BMD response in the odanacatib phase 2 trial: Prespecified threshold and subgroup analyses

Background: Odanacatib (ODN) is a cathepsin K inhibitor in phase 3 development for osteoporosis. Treatment with ODN 50 mg once weekly for 2 years resulted in placebo (PBO)-subtracted mean increases in lumbar spine (LS) and total hip (TH) bone mineral density (BMD) of 5.7% and 4.1% respectively, P≤0.001 vs. placebo. Five years of continuous treatment with ODN 50 mg resulted in BMD increases from baseline of 11.9% at LS and 8.5% at TH, and sustained reductions in bone resorption markers. In contrast, levels of bone formation markers were near baseline. Objectives:To evaluate BMD response by thresholds and in pre-specified subgroups. Methods: 399 postmenopausal women with low baseline BMD were randomized to ODN 3, 10, 25, 50 mg or PBO weekly, plus vitamin D and calcium. Percent change from baseline in LS BMD was the primary endpoint. Prespecified BMD-change threshold analyses and subgroup analyses by age, ethnicity, and baseline BMD and biomarkers are reported for women who received weekly placebo or ODN 50 mg (the dose being investigated in the phase 3 trial).
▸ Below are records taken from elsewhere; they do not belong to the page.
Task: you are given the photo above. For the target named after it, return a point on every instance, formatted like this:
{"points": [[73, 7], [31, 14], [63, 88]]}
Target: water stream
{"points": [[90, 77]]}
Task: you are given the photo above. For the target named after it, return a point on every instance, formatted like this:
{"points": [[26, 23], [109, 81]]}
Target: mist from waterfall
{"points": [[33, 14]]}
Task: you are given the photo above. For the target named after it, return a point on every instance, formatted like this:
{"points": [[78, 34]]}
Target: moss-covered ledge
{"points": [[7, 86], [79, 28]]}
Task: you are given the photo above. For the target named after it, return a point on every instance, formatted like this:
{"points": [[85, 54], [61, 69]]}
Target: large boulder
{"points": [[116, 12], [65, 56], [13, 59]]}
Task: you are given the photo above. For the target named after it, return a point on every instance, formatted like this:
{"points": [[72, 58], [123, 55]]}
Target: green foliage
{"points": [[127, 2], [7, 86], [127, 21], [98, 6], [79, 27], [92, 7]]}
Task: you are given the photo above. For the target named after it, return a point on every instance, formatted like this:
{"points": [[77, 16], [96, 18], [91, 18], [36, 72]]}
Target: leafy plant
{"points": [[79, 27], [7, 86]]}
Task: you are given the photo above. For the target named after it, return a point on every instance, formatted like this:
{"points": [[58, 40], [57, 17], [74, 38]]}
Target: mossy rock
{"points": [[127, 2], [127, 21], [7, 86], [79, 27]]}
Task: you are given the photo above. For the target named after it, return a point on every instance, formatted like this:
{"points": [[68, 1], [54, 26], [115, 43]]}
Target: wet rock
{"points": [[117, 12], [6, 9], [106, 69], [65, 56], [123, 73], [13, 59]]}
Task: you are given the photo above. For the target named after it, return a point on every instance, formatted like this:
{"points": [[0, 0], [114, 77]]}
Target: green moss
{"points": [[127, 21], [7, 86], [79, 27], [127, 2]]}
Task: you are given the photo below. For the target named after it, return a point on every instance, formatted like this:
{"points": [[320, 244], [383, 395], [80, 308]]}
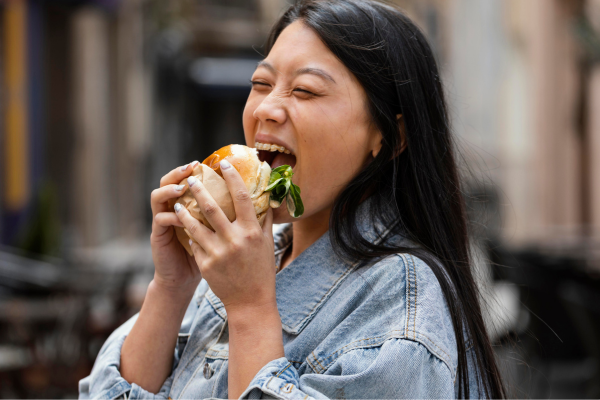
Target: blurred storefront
{"points": [[99, 99]]}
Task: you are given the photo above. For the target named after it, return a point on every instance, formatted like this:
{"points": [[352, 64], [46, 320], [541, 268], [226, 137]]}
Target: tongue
{"points": [[283, 159]]}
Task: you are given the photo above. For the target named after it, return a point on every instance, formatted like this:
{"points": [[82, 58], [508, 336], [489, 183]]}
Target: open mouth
{"points": [[275, 155]]}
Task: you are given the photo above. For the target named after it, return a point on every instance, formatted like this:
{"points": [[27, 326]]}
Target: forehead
{"points": [[298, 46]]}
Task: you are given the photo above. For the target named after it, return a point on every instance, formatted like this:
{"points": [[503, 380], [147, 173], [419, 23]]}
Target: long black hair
{"points": [[393, 61]]}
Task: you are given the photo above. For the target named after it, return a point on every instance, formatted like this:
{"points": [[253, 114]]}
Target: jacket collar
{"points": [[310, 280]]}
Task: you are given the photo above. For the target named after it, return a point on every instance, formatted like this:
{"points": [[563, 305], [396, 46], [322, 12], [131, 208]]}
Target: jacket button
{"points": [[207, 371]]}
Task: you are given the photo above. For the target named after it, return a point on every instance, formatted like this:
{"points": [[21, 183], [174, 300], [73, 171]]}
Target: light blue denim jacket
{"points": [[380, 330]]}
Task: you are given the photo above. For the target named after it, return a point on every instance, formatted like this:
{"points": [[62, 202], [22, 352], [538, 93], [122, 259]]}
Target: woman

Results: At the LS, 0%, 95%, 76%, and 41% of participants treated with ODN 50 mg weekly for 2 years had BMD changes of ≤-3%, >0%, >3%, and >6%, respectively, compared with 24%, 48%, 18%, and 7% in the PBO group. At the TH, the proportions were 0%, 85%, 48%, and 19% in the ODN group and 33%, 41%, 8%, and 0% in the PBO group. Subgroup analysis of % changes from baseline in LS BMD after 2 years revealed no statistically significant treatment-subgroup interactions between women who at baseline were <65 vs. ≥65 years old, Caucasian vs. non-Caucasian, or above or below the median values of baseline LS, hip trochanter, or femoral neck BMD or baseline bone resorption markers CTX or DPD. However, there were greater treatment effects in LS BMD in women with lower baseline TH BMD, higher baseline bone resorption marker NTX, or higher baseline bone formation markers BSAP and P1NP (7.2%, 6.6%, 7.5%, 6.9%, respectively) compared with women with the opposite baseline characteristics (4.3%, 4.6%, 4.2%, 4.4%, respectively). TH BMD subgroup analyses showed similar trends of smaller magnitude. Conclusion s: Treatment with ODN 50 mg was considerably more likely than treatment with PBO to increase LS and TH BMD to each threshold level. Subgroup analysis of BMD change suggests that participants with lower BMD or higher bone turnover at baseline may have a greater % BMD increase with ODN treatment.